WN: I've just been listening to some of your latest tracks, and you're still running strong. So many musicians burn out, or can't keep going, and you've been through so many styles, so many incredible records; what do you attribute that longevity to? What's your secret?
HH: Well I have not shut myself off from learning, and the value and beauty of learning and expanding, exploring. That gets my adrenaline going. But I had the great advantage of working with Miles Davis back in the 60s, who, encouraged his young musicians (I was young then) to explore, to take chances, to go outside the box. And I've never forgotten those lessons. So I'm not dependant on staying in the same place. I like the idea of trying something new. I always try to find a way to challenge myself in some way that I feel is valuable to my development. But I have more to give. It's about giving, not getting. That's the bottom line. My feeling is that as long as you keep the flow of ideas going, which means not stopping them when they strike you in your life. Maybe the flow goes through you too, so that it's like a continuous flow, like a river. Then you continue to have ideas. Once you try and start hoarding them and stuff, then you stand in danger of it getting backed up (laughs).

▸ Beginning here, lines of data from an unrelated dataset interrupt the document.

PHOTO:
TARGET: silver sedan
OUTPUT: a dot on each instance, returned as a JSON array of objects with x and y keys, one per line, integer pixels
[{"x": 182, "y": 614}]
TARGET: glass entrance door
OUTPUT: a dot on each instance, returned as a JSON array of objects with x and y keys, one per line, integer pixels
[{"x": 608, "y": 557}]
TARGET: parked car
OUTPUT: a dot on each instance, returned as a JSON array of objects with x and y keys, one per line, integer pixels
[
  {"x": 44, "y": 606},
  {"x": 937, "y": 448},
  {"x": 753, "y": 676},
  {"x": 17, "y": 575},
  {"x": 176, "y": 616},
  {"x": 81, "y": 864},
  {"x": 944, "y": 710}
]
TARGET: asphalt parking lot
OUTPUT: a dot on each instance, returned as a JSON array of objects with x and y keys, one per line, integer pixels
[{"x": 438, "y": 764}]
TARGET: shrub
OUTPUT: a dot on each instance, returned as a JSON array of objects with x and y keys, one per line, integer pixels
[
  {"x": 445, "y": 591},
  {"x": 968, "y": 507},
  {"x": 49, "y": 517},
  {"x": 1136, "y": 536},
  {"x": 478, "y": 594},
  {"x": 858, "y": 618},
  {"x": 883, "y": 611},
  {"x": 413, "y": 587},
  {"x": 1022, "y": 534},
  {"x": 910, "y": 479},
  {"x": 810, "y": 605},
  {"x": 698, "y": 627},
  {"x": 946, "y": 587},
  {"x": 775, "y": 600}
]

There's only one you. And anyone else who tried to copy you is only a copy. And a copy is never as good as the original. It's not like digital copying. Human copying is not like digital copying, where you can get an exact duplicate of the original. We're not turned into 0s and 1s.

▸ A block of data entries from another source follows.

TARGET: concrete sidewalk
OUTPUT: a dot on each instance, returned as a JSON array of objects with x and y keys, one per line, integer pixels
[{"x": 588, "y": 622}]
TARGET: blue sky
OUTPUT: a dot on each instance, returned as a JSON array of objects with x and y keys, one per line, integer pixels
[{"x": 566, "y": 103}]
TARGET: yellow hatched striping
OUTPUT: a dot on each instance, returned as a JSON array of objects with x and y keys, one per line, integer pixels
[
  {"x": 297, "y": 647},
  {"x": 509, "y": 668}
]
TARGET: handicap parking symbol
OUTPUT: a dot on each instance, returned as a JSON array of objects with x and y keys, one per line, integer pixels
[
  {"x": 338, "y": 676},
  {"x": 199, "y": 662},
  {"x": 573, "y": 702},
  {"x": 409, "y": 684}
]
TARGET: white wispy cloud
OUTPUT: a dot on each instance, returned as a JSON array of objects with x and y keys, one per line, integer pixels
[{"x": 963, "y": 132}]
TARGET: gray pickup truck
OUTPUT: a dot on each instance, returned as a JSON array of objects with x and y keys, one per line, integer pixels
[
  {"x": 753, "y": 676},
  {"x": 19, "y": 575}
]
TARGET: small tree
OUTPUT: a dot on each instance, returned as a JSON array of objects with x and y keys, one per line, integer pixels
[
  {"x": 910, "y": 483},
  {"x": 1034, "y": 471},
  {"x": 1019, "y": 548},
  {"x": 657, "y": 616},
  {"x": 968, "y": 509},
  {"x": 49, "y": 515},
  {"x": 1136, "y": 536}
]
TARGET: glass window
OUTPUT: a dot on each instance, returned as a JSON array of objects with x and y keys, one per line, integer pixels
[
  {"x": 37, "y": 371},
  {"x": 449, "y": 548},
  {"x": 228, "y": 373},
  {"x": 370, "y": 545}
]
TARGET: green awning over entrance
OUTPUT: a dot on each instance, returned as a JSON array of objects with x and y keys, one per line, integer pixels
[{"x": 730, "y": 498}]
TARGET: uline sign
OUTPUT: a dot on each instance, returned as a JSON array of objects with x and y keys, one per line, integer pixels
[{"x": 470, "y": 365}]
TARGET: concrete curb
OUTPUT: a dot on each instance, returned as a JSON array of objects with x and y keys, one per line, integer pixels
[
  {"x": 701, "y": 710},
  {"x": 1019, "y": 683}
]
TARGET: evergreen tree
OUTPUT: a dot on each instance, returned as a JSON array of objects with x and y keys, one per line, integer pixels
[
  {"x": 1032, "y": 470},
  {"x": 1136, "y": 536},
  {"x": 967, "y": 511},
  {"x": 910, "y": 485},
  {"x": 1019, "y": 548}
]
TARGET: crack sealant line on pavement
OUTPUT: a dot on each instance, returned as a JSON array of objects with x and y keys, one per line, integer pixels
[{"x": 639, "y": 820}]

WN: There's a lot of in-between.
HH: One more thing I want to say to you. Many of the things that I've said to you have become clearer as a result of just living, or revelations that have come to me as a result of my having practiced Buddhism, now for 35 years [link]. And so I have a vantage point that I'm coming from that encompasses a pretty wide area. My belief is that not only are there more ways to look at something than just one way, but I believe that there are an infinite number of ways of looking at things. I apply that to music - People are multidimensional, but they don't know that. So I try my best to live what I believe. Each time, I try to show what, to me, is a new dimension. I've looked for something that others haven't explored in the same way before. If it's been done already, why reinvent the wheel? Why give somebody something that they already got, you know? I try to find some new way to do it, that I think is fresh. It works for me, and I think it works for others too.

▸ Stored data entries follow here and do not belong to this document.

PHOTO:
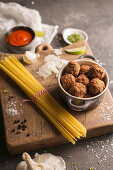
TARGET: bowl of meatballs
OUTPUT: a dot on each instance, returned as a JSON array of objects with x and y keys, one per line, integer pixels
[{"x": 82, "y": 84}]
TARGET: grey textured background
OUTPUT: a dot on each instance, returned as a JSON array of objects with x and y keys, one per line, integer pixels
[{"x": 96, "y": 18}]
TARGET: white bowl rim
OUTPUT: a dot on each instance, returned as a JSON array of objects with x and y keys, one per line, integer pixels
[{"x": 76, "y": 30}]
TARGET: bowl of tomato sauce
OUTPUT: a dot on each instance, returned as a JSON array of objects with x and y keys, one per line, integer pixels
[{"x": 19, "y": 39}]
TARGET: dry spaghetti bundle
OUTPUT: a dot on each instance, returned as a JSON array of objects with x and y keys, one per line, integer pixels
[{"x": 69, "y": 127}]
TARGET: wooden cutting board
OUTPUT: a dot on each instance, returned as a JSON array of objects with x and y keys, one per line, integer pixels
[{"x": 38, "y": 131}]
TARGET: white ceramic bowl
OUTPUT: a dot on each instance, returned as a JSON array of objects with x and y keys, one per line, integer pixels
[{"x": 68, "y": 31}]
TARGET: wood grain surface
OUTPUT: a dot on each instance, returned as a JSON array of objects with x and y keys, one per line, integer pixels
[{"x": 39, "y": 132}]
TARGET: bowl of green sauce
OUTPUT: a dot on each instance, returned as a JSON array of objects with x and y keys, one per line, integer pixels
[{"x": 71, "y": 35}]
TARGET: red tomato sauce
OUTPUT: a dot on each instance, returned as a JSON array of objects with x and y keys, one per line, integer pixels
[{"x": 19, "y": 38}]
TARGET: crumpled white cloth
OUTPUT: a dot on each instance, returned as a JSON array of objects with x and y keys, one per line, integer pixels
[{"x": 13, "y": 14}]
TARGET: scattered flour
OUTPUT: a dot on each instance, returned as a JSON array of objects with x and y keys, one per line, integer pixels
[
  {"x": 102, "y": 64},
  {"x": 58, "y": 51},
  {"x": 11, "y": 108},
  {"x": 52, "y": 65}
]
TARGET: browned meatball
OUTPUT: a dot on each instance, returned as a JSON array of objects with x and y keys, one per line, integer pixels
[
  {"x": 96, "y": 72},
  {"x": 78, "y": 90},
  {"x": 73, "y": 68},
  {"x": 83, "y": 79},
  {"x": 96, "y": 86},
  {"x": 67, "y": 80},
  {"x": 84, "y": 69}
]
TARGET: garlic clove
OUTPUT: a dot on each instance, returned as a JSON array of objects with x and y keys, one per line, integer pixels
[{"x": 30, "y": 57}]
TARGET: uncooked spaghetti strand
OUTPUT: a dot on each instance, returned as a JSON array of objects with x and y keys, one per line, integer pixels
[
  {"x": 17, "y": 81},
  {"x": 35, "y": 79},
  {"x": 62, "y": 121},
  {"x": 63, "y": 131}
]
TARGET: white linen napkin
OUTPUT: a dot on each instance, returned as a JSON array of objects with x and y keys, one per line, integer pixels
[{"x": 13, "y": 14}]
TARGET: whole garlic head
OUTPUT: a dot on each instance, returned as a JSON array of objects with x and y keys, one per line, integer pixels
[
  {"x": 30, "y": 57},
  {"x": 45, "y": 161}
]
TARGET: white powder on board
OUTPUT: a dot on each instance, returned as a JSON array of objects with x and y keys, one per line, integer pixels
[
  {"x": 58, "y": 51},
  {"x": 105, "y": 110},
  {"x": 52, "y": 65},
  {"x": 11, "y": 108}
]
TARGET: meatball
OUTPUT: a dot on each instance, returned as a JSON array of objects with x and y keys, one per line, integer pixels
[
  {"x": 83, "y": 79},
  {"x": 78, "y": 90},
  {"x": 96, "y": 86},
  {"x": 84, "y": 69},
  {"x": 67, "y": 80},
  {"x": 96, "y": 72},
  {"x": 73, "y": 68}
]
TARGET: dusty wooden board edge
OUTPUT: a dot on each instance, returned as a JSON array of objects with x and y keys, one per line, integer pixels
[{"x": 10, "y": 147}]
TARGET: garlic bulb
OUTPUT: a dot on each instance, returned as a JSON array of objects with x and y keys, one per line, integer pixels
[
  {"x": 30, "y": 57},
  {"x": 45, "y": 161}
]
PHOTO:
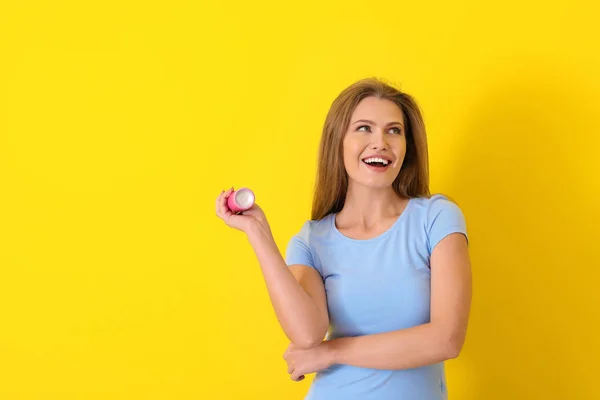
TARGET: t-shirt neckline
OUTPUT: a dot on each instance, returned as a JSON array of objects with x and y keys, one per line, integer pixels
[{"x": 382, "y": 235}]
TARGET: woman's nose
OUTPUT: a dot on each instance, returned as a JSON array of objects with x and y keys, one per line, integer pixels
[{"x": 379, "y": 141}]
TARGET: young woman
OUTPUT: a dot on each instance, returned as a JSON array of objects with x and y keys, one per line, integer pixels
[{"x": 381, "y": 271}]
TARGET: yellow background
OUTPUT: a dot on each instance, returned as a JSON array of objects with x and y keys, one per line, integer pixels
[{"x": 120, "y": 123}]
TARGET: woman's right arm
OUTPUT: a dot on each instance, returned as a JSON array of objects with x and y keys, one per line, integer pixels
[{"x": 296, "y": 292}]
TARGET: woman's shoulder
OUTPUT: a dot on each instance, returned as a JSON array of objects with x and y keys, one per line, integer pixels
[
  {"x": 435, "y": 203},
  {"x": 311, "y": 228}
]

We've gotten into a much deeper conversation about life and Buddhism. I will tell you I got my first computer in 1979. It was an Apple II Plus. And I've had every Apple computer since then, including a Lisa, which led to the Mac. I saw the whole thing unfold, and I was one of the first people involved in the development of digital keyboards. I was on the board of a company that made a keyboard called the Centauri, like Alpha Centauri. It connected to the Apple II. Steve Wozniak was on the board too. There were about 6 of us - 5 of us plus the CEO of the company. I've been involved with technology for a long, long time, and I'm one of the people who really pushed musicians toward embracing the technology from the pioneering days and development of computers and digital technology.
WN: Is there any new technology out now that you're enjoying using?
HH: Well, Mac OS X. As far as music goes, there's Logic Studio, which is Logic Pro 8, and some other software that makes up that package. We just got that last week and it's incredible; we've been playing around with that now. And I play a Korg Oasis, which is a workstation. I hired a guy, because now the stuff has gotten really beyond me (laughs). I had to decide some years ago, whether I'd be the guy that's making the music or the guy that's programming the synthesizer that produces the music, and I figure I'd better be the one making the music.
Update: The original title of this article implied that Hancock practices Zen Buddhism; in fact, he practices Nichiren Buddhism, as the link above indicates.